The protocol chairman and the protocol physicist will perform a final review of the stereotactic radiotherapy treatment. The review process will evaluate the SRT Summary Form, and the stereotactic CT/MRI with superimposed isodoses at required levels, and dose-volume data. Based on the evaluation and verification of data submitted, the following Quality Assurance scores will be assigned to each case.

6.3.6.1 The isodose line to which the dose is prescribed is considered the “prescription” or 100% isodose line. If the 90% isodose line completely encompasses the target, the case is considered per protocol. If the 90% isodose line does not completely cover the target, but the 80% isodose line does completely cover the target, this shall be classified as a minor variation. If the 80% isodose line does not completely cover the target, this shall be classified as a major deviation.

6.3.6.2 The maximum dose delivered shall be determined. Dose homogeneity within the planning target volume shall be determined as the maximum dose divided by the prescription dose (ratio MDPD). This ratio should be less than 1.25. MDPD ratio greater than 1.25 and less than 1.4 will be classified as a minor deviation. MDPD ratio greater than 1.4 will be classified as a major deviation.

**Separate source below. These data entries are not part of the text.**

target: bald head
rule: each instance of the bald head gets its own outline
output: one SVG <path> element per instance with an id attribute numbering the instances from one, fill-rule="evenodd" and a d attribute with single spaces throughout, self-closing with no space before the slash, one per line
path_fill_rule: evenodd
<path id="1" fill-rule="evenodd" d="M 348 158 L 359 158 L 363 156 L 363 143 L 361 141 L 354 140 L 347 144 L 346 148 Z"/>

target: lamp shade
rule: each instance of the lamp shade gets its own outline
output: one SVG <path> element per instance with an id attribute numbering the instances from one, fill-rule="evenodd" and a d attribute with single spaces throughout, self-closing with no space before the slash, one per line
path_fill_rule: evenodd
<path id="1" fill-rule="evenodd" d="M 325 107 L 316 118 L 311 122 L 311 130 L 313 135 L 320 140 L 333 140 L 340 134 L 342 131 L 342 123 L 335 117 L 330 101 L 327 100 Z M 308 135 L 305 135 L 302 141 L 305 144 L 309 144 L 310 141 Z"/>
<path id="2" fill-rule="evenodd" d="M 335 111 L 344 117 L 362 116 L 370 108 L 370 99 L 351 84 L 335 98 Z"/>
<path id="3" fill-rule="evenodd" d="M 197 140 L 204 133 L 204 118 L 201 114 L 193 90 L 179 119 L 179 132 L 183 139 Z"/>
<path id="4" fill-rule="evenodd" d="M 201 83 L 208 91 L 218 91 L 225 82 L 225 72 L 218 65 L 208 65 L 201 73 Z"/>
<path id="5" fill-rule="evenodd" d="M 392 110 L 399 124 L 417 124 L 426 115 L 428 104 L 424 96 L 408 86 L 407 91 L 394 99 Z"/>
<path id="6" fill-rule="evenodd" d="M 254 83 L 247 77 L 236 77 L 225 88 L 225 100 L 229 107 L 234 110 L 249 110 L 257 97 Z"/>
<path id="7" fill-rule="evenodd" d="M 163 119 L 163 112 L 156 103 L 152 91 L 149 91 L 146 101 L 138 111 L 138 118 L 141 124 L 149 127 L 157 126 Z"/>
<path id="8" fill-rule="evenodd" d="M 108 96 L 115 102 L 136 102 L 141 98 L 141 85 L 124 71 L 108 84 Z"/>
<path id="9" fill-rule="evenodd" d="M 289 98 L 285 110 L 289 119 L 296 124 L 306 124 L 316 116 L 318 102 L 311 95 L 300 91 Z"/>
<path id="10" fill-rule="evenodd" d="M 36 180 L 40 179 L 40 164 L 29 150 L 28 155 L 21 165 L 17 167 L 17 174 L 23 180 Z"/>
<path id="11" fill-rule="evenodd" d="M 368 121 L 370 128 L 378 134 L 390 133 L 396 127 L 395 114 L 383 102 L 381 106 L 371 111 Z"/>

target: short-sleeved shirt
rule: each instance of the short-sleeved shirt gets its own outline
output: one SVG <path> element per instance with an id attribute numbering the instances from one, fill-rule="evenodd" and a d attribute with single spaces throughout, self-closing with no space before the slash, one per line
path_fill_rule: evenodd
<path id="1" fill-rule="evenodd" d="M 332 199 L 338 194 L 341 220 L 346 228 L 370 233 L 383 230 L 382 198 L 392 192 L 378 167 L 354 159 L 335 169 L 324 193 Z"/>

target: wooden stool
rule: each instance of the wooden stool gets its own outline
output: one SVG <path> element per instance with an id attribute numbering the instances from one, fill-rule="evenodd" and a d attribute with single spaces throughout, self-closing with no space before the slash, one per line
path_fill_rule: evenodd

6.3.6.3 The volume of the prescription isodose surface shall be determined from the dose volume histogram. A figure of merit for conformation of the prescription isodose surface divided by the target volume (ratio PITV). Every attempt should be made to keep the ratio as close to 1.00 as possible while maintaining target coverage and target homogeneity criteria. A value between 1.00 and 2.00, if achieved, will not be a minor deviation from protocol. PITV ratios > 2.00, but less than 2.5, shall be classified as a minor deviation. PITV ratios > 2.5 shall be classified as a major deviation.

6.3.6.4 Optic chiasm dose including contributions from all fields >55 Gy will be considered a major violation.